The search for one missing miner was suspended due to the high risk of more tremors, head of the High Office for Mining, Piotr Litwa, said.

Seventy-seven miners were brought to the surface, including 17 who were hospitalized immediately after the quake. One of them, with head injuries, was airlifted to a major hospital in the city of Katowice, officials said. Some of the injured were later discharged from the hospital.

Earlier reports said two miners remained unaccounted for and that 76 were brought to the surface.

Twenty specialized teams took part in the rescue operation in difficult conditions underground as the tremor struck about 1,200 meters (4,000 feet) below the surface. Its immediate effects inside the mine were not immediately clear.

Spokeswoman for the mining group Aleksandra Wysocka-Siembiga said the accident took place at 8:16 a.m. The Euro-Mediterranean Seismological Center noted a magnitude 3.1 earthquake in southern Poland near the Rydultowy mine at that time.

Officials initially said that 68 miners were in the area at the time, but later raised that number to 78.

Łukasz Pach, head of the ambulance service in Katowice, the mining region's main city, said the miners still hospitalized were in stable condition.

Mass rock tremors in coal mines resulting from stress building in the rock can lead to rock bursts, or sudden ejections of rocks into the corridors and tunnels that can be dangerous to miners in the area.
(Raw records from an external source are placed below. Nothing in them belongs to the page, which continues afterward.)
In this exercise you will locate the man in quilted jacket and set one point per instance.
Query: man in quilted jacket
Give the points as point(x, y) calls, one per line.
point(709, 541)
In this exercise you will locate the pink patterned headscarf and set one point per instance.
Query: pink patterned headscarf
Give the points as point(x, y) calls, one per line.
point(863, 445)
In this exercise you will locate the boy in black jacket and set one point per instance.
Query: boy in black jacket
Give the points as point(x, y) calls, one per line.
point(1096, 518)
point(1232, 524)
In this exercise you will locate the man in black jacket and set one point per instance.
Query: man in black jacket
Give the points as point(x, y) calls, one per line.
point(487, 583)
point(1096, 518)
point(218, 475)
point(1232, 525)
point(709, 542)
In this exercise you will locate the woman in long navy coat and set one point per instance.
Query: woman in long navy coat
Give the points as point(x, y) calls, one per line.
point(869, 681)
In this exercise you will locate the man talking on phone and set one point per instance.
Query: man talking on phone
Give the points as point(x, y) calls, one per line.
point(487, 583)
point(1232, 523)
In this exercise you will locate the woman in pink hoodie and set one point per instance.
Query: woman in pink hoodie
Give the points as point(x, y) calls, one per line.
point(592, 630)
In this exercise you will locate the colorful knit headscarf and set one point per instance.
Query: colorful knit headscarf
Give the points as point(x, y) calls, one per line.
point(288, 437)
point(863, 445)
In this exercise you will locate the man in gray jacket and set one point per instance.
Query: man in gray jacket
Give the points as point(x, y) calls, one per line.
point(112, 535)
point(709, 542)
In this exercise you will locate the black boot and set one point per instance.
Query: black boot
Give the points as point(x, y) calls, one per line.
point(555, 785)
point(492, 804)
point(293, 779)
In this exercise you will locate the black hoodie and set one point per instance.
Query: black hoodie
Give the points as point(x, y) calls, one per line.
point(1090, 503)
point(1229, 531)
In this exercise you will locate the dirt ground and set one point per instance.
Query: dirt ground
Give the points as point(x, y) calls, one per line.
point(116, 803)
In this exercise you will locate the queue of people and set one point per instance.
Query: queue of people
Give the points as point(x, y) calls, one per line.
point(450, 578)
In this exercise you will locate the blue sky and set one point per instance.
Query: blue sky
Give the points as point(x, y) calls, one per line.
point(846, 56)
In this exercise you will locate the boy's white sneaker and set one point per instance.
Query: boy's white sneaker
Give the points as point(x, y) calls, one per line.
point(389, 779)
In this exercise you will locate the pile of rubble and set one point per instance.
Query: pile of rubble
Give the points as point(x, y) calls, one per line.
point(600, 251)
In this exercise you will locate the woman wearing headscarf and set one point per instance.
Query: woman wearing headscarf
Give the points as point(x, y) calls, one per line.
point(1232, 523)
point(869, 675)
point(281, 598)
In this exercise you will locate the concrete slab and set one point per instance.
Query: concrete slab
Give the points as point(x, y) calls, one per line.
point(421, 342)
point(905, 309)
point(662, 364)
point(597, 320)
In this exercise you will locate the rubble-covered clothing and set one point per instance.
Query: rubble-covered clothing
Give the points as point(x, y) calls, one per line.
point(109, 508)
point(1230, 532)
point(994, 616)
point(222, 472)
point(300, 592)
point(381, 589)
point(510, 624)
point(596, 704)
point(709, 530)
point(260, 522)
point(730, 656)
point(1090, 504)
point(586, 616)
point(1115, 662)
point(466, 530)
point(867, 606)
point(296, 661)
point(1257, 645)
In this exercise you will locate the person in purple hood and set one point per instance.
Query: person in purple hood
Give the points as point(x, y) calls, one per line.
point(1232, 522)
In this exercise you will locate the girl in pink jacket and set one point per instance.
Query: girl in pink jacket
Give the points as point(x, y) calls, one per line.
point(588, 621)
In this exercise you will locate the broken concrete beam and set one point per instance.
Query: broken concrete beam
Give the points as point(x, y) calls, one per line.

The Polish Coal Mining Group has suffered several deadly accidents this year. In May, three miners died in a cave-in at the Myslowice-Wesola colliery, and one was killed at the same mine in April.

Two miners lost their lives in separate accidents in 2019 and 2020 in the Rydultowy mine, which was opened in 1792 and currently employs about 2,000 miners.

Coal mining is considered hazardous in Poland, where some coal mines are prone to methane gas explosions or to cave-ins. Excavation in older mines goes deep into the ground in search for coal, increasing the job's hazards. The coal industry is among Poland's key employers, providing some 75,000 jobs.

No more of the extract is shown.